Иветта ошиблась — в Переславле было хуже. Намного хуже. Переславль соответствовал описанию Лилии — красивый, тихий и уютный, и в этой красоте, тишине и уюте Иветта постоянно понимала, что Саши с ней нет. Она видит все эти древние храмы, она поднимается на звонницу и смотрит вдаль, она расписывает матрешки в доме Берендея, она перебирает утюги в музее утюгов и кидает монетки в ботик Петра, строго правой рукой через левое плечо, как научила смотрительница — а Саша никогда не сможет всего этого увидеть и сделать. Потому что Саша мертв, и для него совсем ничего не будет.
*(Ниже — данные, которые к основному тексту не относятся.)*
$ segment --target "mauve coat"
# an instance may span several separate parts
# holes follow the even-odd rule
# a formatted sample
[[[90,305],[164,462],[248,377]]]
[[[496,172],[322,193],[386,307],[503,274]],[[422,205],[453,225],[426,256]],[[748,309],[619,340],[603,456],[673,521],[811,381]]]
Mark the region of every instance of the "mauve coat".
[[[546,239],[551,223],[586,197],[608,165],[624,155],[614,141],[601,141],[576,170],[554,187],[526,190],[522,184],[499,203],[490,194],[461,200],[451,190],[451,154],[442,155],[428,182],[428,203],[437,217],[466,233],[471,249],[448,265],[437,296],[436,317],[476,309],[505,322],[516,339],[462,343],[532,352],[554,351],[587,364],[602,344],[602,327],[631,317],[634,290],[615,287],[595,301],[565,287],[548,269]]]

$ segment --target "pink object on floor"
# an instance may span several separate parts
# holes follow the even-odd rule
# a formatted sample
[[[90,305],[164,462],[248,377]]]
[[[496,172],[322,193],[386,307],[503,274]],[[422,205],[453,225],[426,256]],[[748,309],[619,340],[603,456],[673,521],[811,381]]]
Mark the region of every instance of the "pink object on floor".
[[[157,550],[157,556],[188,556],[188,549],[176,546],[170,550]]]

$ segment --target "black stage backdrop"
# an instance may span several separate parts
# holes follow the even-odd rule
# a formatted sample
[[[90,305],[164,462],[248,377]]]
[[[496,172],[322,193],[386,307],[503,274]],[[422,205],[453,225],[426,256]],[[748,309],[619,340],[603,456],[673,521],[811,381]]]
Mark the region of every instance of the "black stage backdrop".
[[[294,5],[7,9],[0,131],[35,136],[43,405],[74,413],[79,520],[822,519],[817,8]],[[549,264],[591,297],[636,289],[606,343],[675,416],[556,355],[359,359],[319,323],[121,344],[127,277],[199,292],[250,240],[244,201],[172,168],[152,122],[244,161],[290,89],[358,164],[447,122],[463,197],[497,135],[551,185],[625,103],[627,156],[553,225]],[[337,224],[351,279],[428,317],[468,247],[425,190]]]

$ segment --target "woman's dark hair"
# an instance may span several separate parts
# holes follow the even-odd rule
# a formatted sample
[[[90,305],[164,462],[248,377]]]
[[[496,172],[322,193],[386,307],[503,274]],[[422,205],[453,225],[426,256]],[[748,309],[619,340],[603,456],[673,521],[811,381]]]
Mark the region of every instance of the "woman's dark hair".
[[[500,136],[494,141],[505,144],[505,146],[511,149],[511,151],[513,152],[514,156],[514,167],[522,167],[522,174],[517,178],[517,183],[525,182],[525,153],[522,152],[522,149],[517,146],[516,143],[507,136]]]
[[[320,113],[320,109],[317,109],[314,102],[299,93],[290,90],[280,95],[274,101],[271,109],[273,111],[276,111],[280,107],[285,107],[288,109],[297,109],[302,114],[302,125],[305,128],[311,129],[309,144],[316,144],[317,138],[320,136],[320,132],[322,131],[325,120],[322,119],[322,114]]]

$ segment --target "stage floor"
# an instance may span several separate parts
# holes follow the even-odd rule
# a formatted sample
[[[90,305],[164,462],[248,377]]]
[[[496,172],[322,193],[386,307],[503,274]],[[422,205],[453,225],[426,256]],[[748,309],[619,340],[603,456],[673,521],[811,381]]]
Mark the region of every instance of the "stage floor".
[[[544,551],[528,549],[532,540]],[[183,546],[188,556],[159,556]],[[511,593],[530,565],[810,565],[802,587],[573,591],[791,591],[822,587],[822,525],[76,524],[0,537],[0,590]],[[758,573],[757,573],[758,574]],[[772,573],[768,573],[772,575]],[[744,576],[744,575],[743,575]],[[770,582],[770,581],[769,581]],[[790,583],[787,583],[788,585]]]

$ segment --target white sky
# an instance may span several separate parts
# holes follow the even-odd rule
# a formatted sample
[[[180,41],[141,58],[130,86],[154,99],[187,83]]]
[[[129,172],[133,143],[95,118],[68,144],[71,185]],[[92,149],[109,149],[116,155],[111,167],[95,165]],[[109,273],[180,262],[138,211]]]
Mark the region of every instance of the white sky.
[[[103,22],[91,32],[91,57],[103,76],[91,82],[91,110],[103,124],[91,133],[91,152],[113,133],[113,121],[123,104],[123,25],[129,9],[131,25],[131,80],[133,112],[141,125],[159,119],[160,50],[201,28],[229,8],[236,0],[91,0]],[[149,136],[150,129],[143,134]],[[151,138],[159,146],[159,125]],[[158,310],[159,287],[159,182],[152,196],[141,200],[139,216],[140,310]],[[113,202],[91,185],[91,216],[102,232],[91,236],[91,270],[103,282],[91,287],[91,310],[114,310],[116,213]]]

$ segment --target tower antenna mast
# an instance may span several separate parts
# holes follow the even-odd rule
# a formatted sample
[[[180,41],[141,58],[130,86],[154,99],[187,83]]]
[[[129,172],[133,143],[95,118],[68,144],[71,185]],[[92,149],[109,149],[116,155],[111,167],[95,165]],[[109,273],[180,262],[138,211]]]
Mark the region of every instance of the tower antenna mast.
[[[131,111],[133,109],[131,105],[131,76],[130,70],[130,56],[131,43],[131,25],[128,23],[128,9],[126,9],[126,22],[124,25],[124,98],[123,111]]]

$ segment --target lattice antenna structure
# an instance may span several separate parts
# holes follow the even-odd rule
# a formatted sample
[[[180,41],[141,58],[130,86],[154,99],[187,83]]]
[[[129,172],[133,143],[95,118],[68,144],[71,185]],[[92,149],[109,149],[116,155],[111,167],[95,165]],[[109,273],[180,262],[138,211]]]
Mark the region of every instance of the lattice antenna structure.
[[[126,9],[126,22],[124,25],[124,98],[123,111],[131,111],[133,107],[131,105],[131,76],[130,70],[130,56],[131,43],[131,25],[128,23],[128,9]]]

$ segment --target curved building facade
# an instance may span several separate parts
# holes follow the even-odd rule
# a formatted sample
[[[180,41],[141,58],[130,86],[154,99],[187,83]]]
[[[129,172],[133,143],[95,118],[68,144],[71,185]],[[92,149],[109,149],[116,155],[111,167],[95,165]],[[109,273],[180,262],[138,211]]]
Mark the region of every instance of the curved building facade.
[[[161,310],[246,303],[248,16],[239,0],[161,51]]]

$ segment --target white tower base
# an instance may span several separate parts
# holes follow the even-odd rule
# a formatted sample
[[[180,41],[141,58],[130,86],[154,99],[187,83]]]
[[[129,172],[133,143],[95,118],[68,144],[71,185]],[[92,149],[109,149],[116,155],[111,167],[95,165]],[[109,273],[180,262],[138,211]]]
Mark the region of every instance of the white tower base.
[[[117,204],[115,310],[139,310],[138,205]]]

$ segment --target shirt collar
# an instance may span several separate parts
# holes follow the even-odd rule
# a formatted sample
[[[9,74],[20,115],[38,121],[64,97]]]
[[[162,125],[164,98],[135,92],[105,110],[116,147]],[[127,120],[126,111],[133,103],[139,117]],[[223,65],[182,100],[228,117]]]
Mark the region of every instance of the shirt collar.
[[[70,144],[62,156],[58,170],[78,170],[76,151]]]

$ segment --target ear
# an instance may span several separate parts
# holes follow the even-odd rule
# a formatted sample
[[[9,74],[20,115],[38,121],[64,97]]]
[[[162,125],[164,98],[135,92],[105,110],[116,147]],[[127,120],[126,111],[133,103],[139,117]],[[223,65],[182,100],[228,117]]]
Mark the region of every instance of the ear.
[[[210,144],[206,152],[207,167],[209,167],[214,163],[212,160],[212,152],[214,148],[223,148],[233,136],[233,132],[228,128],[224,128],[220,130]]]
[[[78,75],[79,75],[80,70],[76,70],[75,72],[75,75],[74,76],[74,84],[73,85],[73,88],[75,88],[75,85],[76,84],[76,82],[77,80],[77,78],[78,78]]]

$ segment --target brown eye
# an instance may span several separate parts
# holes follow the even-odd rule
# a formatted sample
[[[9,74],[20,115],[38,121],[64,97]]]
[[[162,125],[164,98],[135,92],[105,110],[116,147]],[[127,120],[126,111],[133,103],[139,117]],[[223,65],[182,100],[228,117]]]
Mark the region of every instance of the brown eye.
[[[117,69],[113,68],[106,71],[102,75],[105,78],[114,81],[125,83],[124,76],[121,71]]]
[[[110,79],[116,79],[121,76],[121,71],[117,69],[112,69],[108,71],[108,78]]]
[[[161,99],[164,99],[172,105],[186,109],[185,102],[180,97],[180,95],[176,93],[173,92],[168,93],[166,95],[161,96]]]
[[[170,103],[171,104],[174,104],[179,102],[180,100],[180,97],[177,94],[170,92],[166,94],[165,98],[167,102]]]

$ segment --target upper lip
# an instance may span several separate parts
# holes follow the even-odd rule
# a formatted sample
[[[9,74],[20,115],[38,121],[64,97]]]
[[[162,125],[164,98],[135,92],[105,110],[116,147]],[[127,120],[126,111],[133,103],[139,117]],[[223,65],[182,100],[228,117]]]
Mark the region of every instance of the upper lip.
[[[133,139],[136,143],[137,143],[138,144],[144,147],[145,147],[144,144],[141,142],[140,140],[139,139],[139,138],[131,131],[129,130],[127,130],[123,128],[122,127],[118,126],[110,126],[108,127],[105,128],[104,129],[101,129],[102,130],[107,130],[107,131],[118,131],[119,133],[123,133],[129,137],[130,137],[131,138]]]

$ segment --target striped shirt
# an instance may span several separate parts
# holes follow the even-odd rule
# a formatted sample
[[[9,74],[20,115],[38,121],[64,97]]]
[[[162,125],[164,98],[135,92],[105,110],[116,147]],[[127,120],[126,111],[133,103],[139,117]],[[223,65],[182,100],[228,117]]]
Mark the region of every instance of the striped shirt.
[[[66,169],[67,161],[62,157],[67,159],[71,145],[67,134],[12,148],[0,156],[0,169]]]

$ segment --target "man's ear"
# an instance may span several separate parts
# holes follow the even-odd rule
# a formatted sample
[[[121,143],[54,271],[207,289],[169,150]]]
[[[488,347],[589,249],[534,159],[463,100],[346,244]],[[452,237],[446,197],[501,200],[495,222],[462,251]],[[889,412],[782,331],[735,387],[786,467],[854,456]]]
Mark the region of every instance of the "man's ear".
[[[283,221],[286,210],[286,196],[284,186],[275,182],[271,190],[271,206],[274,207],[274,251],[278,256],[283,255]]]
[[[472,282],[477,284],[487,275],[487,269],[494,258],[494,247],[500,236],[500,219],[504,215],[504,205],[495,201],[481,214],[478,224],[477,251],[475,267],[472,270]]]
В одной из церквей закончилась служба, и Иветта порывисто подошла к священнику.
— Простите, пожалуйста.
— Что случилось, дочь моя? — спросил пожилой батюшка с уставшими запавшими глазами.
Иветта заплакала.
Священник вывел ее из церкви, сел рядом с ней на скамейку у ограды.
— Саша… мой жених погиб, а я осталась жива. И мне кажется, что это несправедливо. Я приехала сюда, смотрю в музее вышивки и картины, а он лежит в снегах и уже ничему не радуется.
— Это тело лежит в снегах, — ласково сказал священник, — а душа его уже с Богом и радуется высшей радостью, нам недоступной. А ты не должна предаваться унынию, иначе его душа будет печалиться о тебе. Бог не случайно посылает нам испытания. Тебе он послал смерть жениха — значит, такой у тебя крест. Тебе нужно ходить в храм, молиться за его душу и жить дальше.